The Armenian Genocide

1894-1896

Since 1876, the Ottoman government at the time was led by Sultan Abdul Hamid II. From the beginning of the reform period after the signing of the Berlin treaty, Hamid II attempted to stall their implementation and asserted that Armenians did not make up a majority in the provinces and that their claims of abuses were largely exaggerated or false. In 1890, Hamid II created a paramilitary outfit known as the Hamidiye which was made up of Kurdish irregulars who were tasked to "deal with the Armenians as he wished." As Ottoman officials intentionally provoked rebellions (often as a result of over-taxation) in Armenian populated towns, such as the Sasun Resistance in 1894, these regiments were increasingly used to deal with the Armenians by way of oppression and massacre. Armenians successfully fought off the regiments and brought the excesses to the attention of the Great Powers in 1895 who subsequently condemned the Porte.

The Powers forced Hamid to sign a new reform package designed to curtail the powers of the Hamidiye in October 1895 but like the Berlin treaty, was never implemented. On October 1, 1895, 2,000 Armenians assembled in Constantinople to petition for the implementation of the reforms but Turkish police units converged towards the rally and violently broke it up. Soon, massacres by Turks and Kurds against Armenians broke out in Constantinople and then engulfed the rest of the Armenian populated provinces of Bitlis, Diyarbekir, Harput, Sivas, Trebizond and Van. Estimates differ on how many Armenians were killed but European documentation of the violence, which became known as the Hamidian massacres, placed the figures from anywhere between 100,000 to 300,000 Armenians.

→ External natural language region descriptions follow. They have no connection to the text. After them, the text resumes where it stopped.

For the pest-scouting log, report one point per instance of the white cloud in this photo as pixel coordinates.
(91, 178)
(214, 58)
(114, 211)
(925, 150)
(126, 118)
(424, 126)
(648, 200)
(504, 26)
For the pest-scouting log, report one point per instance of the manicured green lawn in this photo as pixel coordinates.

Although Hamid was never directly implicated for ordering the massacres, he was suspected for their tacit approval and for not acting upon to end them. Frustrated with European indifference to the massacres, Armenians from the Dashnaktsutiun political party seized the European managed Ottoman Bank on August 26, 1896. This incident brought further sympathy for Armenians in Europe and was lauded by the European and American press, which vilified Hamid and painted him as the "great assassin" and "bloody Sultan." While the Great Powers vowed to take action and enforce new reforms, these never came into fruition due to conflicting political and economical interests.